Espero, com saúde, poder revê-la a pleno em breve. É o meu desejo para este teu aniversário, Porto Alegre. Cuidemo-nos!

A grande e imperceptível mudança

Em 2020, fiz mais amigos andando de unicórnio do que no bar

Foi ela nascer que despertou em mim uma urgência de tentar deixar as coisas melhores por aqui. Arrumar essa bagunça que se armou antes dela vir ao mundo. Sei que todo meu esforço que será pouco, desprezível, mas, ainda assim, encarei a empreitada. Optei por pedalar ao invés de dirigir, comer um pouco menos de carne, buscar mais sustentabilidade à nossa rotina. Mudanças até simples, porém marcantes.

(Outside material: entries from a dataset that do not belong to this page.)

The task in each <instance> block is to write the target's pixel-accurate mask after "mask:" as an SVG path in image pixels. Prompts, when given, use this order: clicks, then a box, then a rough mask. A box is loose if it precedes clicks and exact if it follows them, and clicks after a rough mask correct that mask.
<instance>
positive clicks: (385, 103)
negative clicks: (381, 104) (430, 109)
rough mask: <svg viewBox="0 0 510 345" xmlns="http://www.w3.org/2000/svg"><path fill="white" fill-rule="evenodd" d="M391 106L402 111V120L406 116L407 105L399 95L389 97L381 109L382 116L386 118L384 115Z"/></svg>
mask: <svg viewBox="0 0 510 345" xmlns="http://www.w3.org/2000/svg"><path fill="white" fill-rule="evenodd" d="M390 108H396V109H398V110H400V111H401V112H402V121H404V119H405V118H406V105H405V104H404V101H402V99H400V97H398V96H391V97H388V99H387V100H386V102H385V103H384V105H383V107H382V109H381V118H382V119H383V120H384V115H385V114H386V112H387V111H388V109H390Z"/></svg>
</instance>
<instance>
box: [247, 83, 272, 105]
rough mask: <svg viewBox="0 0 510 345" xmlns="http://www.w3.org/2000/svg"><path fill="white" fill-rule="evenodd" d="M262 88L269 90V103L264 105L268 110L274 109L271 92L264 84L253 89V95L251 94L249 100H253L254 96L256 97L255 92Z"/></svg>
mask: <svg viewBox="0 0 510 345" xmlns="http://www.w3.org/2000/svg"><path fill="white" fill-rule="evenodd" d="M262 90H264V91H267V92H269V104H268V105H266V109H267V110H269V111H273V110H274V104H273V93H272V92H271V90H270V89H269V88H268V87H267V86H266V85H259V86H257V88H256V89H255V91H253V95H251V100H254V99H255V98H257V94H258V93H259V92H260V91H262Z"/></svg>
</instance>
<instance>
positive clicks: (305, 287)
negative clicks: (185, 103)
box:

Todo meu esforço, sei, não vai mudar nada. Estamos diante de um problema ambiental gravíssimo, que só poderá ter qualquer chance de reversão com um esforço coletivo. Mas eu botei uma filha no mundo e o mínimo que eu preciso é tentar deixar esse lugar um pouco melhor pra ela. Ou, pelo menos, tentar passar um exemplo.

Ao longo desse ano e meio, mudei em bastante coisa, acho. Sempre com esse Norte: um mundo melhor para Maria Flor. Nesse período, também notei, já percebo a minha própria relação com o mundo um pouco mais amigável. Isso vem desde a troca de bênçãos no corredor do café do supermercado.

Se hoje o supermercado é uma tarefa solitária, esse clima me aparece pela rua. Toda manhã, caminhamos. Jamais cumprimentei tanta gente nas calçadas. A ponto de poder dizer que hoje faço mais amigos passeando de unicórnio do que no bom e velho bar. Isso por causa da minha filha que, alheia às aflições de hoje, insiste em sorrir – e agora tentar falar em seu idioma particular – com quem lhe dá atenção pelo caminho.

Talvez todo meu esforço seja em vão. Mas talvez eu é que não tenha compreendido a ordem certa dos fatores. Afinal, que pretensão, a minha, de tentar mudar as coisas para ela. Na verdade, e desde sempre, é ela quem muda o mundo pra mim. E pra melhor!